This post is going to be more philosophical in its focus with a goal of making headway towards understanding an important point. Attachment is something we all need on some level, as it is our interactions with others that can being us the most joy. Those conversations we share with can bring us to wild parties, satisfying dates, and incredible experiences all, but what happens when they stop doing that for us? At what point is enough enough?
I’m broaching this particular talking point now because it’s been made relevant in much of the work I’ve been doing for others. When and where two people have a beneficial trust between them and they are working as a team, I am often asked to improve upon that harmony and flow. When there’s no such trust & harmony, however, there’s a great deal of bias and harm.
My sense of it is that we are being pushed to our limits as a species and a society, and as a result some of our relationships are going by the wayside. It’s entirely understandable, but it’s also not helpful unless the relationship going to the wayside is one that doesn’t serve you. When we are in a situation where resources are scarce & barely enough time exists to connect with others, toxic relationships tend to be louder. This loudness can negatively impact other attachments in our lives, so it behooves us to consider the cost v. benefit involved in being in a relationship with others. Put differently, considering the nature of your attachment to others and then acting to improve upon worthwhile attachments can save us a lot of time.
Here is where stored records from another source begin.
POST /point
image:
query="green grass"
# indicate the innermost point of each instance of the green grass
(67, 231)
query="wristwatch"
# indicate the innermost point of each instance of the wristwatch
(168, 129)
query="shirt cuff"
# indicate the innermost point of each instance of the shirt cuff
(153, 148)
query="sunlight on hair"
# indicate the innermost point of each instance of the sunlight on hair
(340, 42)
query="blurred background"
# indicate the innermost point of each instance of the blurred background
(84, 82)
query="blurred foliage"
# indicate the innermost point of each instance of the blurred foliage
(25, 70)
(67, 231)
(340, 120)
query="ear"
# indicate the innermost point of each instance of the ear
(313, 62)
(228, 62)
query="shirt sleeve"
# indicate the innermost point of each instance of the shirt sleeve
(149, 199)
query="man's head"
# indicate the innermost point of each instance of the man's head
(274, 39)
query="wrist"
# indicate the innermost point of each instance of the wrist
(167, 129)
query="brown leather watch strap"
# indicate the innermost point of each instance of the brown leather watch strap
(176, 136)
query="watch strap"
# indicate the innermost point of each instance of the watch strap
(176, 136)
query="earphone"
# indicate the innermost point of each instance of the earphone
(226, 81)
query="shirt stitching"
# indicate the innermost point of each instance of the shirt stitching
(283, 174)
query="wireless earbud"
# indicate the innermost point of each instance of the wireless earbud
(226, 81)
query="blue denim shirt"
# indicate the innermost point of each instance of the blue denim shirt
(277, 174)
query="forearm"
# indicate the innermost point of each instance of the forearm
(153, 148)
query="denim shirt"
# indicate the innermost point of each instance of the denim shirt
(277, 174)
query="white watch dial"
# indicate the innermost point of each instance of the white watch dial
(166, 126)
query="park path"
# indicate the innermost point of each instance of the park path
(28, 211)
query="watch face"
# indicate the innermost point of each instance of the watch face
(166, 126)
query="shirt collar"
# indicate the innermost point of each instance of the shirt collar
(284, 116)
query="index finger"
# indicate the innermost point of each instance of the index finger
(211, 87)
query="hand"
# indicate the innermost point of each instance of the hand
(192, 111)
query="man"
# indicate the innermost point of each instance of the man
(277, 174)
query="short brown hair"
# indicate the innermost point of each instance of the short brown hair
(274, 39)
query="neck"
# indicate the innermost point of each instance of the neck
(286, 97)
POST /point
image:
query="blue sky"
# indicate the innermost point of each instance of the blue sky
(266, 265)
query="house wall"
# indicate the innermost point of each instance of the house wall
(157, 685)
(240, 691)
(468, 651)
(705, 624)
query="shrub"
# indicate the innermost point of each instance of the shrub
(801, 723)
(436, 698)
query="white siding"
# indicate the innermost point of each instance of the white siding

Conversely, taking a step away from ill fitting attachments can be equally worthwhile. As such, I would invite you to consider these connections that you maintain your day-to-day life. If you feel like someone is keeping your joy hostage, it’s time to find better friends. On the flipside, if you find that this one person is making your life infinitely better, tell them that and treat them like they are having that kind of difference. The more we reinforce these beneficial bonds, the stronger we will be. The stronger our foundations are, the easier this storm is to weather.
With the philosophical portion of this out of the way, we can instead segue into a discussion on ascertaining the worth of a relationship. This is pretty easy at first blush, as it starts with being mindful of how your interactions with [x] individual make you feel before, during, and after the fact. Coming to understand the emotional flow of these interactions can help you to comprehend what the trends are, and by extension, you can determine what is coming from within you & your efforts and what is being brought to the table by the other party. Taking stock of how often you feel good in walking away from that conversation and how often you feel awful walking away from the interaction is important. Between that and figuring out how much baggage you bring to the party (as we ALL have some!) will help you to determine a basic understanding of this person's merit in your life.
I find that it becomes a bit easier when you've made that initial determination about people, as the good ones are outed as being healthy for us pretty quickly. We really only tend to have misgivings and mixed feelings about people who trigger us in some way, so the next round of work is a bit more in-depth. The second thing I'd recommend as a means of determining a person's overall influence on your life is to do a reading about it. Look into how this person affects you or have someone you trust do it, as that assessment should very well have some impact on your view of this third party you're concerned about.
Finally, take action on what you've found out. If the person in question is wonderful to you, treat 'em like it as best you can. If they're terrible for you, stop associating with them and replace their influence in your life. If they're somewhere in-between, that's where the real work begins. With those people, the next step is where we start to look at how we interact with them and they with us. Fine-tuning those interactions around both your own issues and theirs will help you and they to break out of the unhelpful patterns that bind.
If you and they can come to an agreement about changes to make within the relationship, all the better. If they're unwilling to make those changes, however, and they're unwilling to work with you, they may quickly find themselves on the naughty list where your life is concerned. While its always a shame when that happens, its important for us to be happy too.
Just some food for thought. Stay safe!